23 février 2019 | PAR Amelie Blaustein Niddam

L’auteur de Requins et Littoral, mais aussi (surtout ?) chanteur et compositeur (Persona,Cap Waller. Hypernuit,..) livre toujours chez P.O.L un roman à l’image de sa musique : ni vrai début, ni réelle fin. Un temps suspendu dans un monde vide de noms qui nous ressemble terriblement.

Tout comme dans Littoral, Grands Carnivores est une satire politique dont ici, les acteurs sont ultra reconnaissables.
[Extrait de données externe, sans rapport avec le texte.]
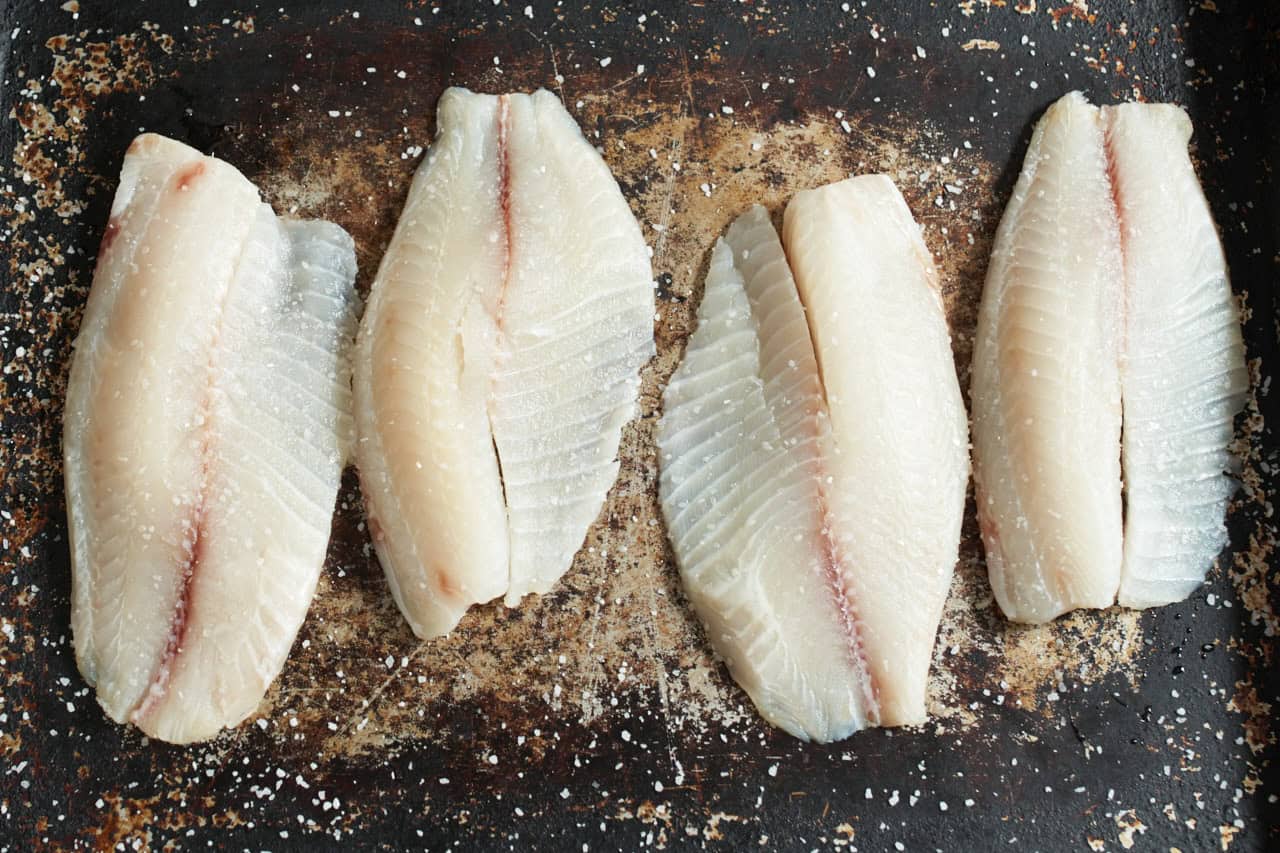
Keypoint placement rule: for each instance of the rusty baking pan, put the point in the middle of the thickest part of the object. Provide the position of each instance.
(595, 717)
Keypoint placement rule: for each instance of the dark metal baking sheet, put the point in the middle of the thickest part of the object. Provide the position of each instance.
(595, 717)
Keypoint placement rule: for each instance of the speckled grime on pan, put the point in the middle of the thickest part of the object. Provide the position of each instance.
(597, 715)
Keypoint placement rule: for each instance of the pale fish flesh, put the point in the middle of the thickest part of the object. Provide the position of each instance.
(1046, 378)
(814, 469)
(1107, 288)
(205, 433)
(498, 359)
(1183, 377)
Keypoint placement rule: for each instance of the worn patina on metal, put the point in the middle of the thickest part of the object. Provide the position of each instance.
(595, 717)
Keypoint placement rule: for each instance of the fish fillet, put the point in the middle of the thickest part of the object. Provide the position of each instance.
(1046, 378)
(901, 457)
(498, 359)
(772, 448)
(1183, 377)
(206, 424)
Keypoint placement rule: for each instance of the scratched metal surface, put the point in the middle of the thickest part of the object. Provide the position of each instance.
(595, 717)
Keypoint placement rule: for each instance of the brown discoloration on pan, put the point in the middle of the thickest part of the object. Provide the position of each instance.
(598, 711)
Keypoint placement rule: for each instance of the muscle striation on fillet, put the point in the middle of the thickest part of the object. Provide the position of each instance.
(499, 357)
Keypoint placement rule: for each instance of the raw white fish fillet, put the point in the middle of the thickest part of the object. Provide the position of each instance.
(1107, 283)
(206, 424)
(1046, 378)
(814, 493)
(901, 457)
(498, 359)
(1183, 375)
(743, 443)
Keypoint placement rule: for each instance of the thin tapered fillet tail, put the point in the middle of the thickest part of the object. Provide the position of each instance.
(205, 430)
(1046, 378)
(424, 359)
(899, 459)
(498, 359)
(1184, 377)
(576, 327)
(743, 445)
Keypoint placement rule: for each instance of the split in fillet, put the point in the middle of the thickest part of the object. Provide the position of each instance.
(498, 359)
(1106, 290)
(206, 428)
(814, 460)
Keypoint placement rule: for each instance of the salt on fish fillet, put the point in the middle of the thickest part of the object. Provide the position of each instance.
(205, 433)
(1183, 377)
(773, 446)
(1107, 287)
(1046, 378)
(743, 446)
(900, 464)
(498, 359)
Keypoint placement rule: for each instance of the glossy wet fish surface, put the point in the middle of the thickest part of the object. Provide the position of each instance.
(498, 359)
(1106, 301)
(816, 534)
(206, 428)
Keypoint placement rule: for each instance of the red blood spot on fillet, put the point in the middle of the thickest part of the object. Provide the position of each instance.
(447, 583)
(188, 176)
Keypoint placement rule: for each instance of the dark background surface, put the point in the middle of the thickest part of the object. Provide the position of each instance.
(594, 717)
Sans jamais les personnifier autrement que par leurs attributs sociaux (« Le récemment promu », « le frère du récemment promu », « le valet de cage »...), Belin permet de coller à l’actualité. « Chacun voit ravivée en lui une terreur endormie, fossile, sans objet, qui était là au profond de sa peau, et qui affleure désormais comme les hauts-fonds noirs et déchiquetés d’un détroit » ». Gilets Jaunes aux accents de haine envers les juifs, les migrants, les femmes ou les homosexuels,  gouvernement en décalage dans ses réactions… Il est facile ici de se projeter, comme individu se sentant menacé dans le moment présent.

Mais ici, dans cette fiction, pourquoi et de quoi le peuple a-t-il peur ?  Dans une  ville divisée en deux, avec en guise de faubourg une cité que l’auteur nomme très justement « Le labyrinthe »,  ils ont peur des grands carnivores, c’est-à-dire des lions et des tigres qui se sont échappés de leur cage (pourquoi et comment ?).  A chacun sa peur. Lui qui risque de perdre sa place, elle sa vie.  La langue est sans âge, Belin y mixe des vieux termes d’argots (« cassé la binette »)  et des  descriptions à la Balzac « Un chapeau trop petit ainsi qu’un trop grand monocle lui donne l’air niais ». Cela ajoute au tohu-bohu qui semble être le seul point fixe de nos sociétés contemporaine depuis la Révolution.

Nous errons avec lui dans cette ville qui semble être française, dans une époque qui mélange la triste période actuelle et le pic de la Révolution industrielle. Au cœur de ce flou très bien maîtrisé, il y a ce grand combat qui vient rassembler tout le monde : la chasse aux fauves. Cette quête met de côté toutes les autres luttes, comme un couvercle de cocotte minute qui a déjà mille fois explosé. 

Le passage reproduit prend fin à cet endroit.